El 18 de agosto nace en Madrid su hija Malva Marina Reyes Hagenaar. La niña viene al mundo con hidrocefalia, por lo que requiere grandes cuidados en sus primeros días.
El 18 de julio de 1936 estalla la sublevación militar con la que comienza la guerra civil española. El 16 de agosto de ese año es asesinado Federico García Lorca. El 24 de septiembre, Neruda publica en la revista El Mono Azul, su poema “ Canto a las madres de los milicianos muertos”. Con éste – que se publica en forma anónima, puesto que por su cargo consular el poeta debe mantener una actitud de neutralidad frente al conflicto -, se inicia una nueva fase de la poesía de Neruda, comprometida con las causas que defienden la libertad y los derechos del hombre. Ese poema es parte de “España en el corazón”, que se incorpora al libro Tercera residencia.

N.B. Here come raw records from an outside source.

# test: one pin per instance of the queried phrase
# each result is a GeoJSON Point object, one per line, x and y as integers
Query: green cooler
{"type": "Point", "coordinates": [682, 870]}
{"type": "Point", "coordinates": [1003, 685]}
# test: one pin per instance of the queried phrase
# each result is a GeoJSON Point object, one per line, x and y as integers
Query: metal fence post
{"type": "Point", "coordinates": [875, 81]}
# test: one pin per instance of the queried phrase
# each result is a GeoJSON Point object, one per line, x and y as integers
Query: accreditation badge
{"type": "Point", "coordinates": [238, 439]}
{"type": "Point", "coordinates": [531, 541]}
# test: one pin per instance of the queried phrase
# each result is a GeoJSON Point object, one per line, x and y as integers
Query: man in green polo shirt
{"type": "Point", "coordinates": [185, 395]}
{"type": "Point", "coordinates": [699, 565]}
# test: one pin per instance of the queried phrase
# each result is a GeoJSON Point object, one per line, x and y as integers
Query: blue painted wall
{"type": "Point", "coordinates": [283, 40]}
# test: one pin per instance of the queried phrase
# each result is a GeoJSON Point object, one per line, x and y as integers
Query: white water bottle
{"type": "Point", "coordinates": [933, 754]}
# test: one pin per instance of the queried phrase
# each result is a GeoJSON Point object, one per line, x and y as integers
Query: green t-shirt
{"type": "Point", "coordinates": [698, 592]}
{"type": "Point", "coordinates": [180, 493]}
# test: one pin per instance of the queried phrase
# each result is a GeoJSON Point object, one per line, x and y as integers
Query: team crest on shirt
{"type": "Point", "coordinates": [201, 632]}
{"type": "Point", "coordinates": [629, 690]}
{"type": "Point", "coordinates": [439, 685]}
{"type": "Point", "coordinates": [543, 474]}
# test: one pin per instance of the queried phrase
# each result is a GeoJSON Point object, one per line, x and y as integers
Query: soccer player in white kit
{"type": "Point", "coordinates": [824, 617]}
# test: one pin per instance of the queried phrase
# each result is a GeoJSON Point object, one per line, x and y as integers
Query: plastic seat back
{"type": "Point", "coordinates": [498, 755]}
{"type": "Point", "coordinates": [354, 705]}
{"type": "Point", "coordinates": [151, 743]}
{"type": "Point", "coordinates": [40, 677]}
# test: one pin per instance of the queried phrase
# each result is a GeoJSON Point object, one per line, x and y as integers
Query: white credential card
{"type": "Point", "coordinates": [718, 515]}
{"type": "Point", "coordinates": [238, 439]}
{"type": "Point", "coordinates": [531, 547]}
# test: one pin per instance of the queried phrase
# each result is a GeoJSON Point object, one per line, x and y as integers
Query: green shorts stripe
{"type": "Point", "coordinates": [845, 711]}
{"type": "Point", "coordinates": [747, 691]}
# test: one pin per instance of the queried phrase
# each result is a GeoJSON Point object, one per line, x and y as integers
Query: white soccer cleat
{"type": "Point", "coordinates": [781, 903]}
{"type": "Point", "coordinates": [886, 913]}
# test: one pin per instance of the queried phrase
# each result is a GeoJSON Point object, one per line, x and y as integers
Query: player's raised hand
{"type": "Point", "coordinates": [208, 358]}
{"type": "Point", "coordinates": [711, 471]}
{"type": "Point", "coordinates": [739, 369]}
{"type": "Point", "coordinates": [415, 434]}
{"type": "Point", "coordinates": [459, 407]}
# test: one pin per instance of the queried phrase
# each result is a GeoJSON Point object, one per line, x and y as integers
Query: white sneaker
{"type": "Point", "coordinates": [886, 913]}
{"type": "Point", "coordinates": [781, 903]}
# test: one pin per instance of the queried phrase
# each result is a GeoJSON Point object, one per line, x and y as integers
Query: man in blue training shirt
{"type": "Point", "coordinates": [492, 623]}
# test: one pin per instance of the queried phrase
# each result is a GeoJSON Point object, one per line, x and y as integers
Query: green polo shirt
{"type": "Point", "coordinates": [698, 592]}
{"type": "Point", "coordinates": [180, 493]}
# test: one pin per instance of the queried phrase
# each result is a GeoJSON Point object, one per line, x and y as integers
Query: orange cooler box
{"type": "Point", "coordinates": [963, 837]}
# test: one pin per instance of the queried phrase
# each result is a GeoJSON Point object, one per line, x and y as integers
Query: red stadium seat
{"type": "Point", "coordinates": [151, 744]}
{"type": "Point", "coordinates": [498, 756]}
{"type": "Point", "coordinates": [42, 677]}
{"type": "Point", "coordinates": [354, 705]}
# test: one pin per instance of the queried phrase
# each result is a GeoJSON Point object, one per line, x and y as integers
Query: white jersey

Neruda realiza una activa labor en apoyo de la República Española. Junto a César Vallejo funda el Grupo Hispanoamericano de Ayuda a España, y en París, con Nancy Cunard, edita y publica la revista Los poetas del mundo defienden al pueblo español. Su abierta posición prorepublicana en la guerra española, tiene como consecuencia su destitución de su cargo de cónsul.
En 1937 regresa a Chile donde funda la Alianza de Intelectuales de Chile para la Defensa de la Cultura. Se convierte en un gran activista de las causas pacifista y antifascista.
En 1939, Pablo Neruda buscaba un refugio para escribir lejos de la ciudad, un sencillo aviso en el diario lo llevó a comprar un sitio y una pequeña casa en Isla Negra.
Ese mismo año ,es nombrado cónsul especial para la emigración española. Parte a París, donde consigue embarcar a cerca de dos mil refugiados en el barco Winnipeg. Antes de regresar a Chile viaja a Holanda para ver a su hija, Malva Marina, que se encuentra residiendo en ese país con su madre.
En 1940 es nombrado cónsul general en México. Se traslada a su capital, a la que llega el 21 de agosto. En octubre de 1941 recibe el grado de Doctor Honoris Causa de la Universidad de Michoacán.
A principios de marzo de 1943 recibe desde Holanda la noticia de la muerte de su hija Malva Marina. Ese mismo año, en el mes de julio, en el Estado de Morelos, contrae matrimonio con Delia del Carril. A fines de agosto regresa a Chile.
En marzo de 1945 es elegido Senador de la República por las provincias nortinas de Tarapacá y Antofagasta. Se afilia al Partido Comunista de Chile, al que pertenecerá hasta su muerte. Recibe el Premio Nacional de Literatura.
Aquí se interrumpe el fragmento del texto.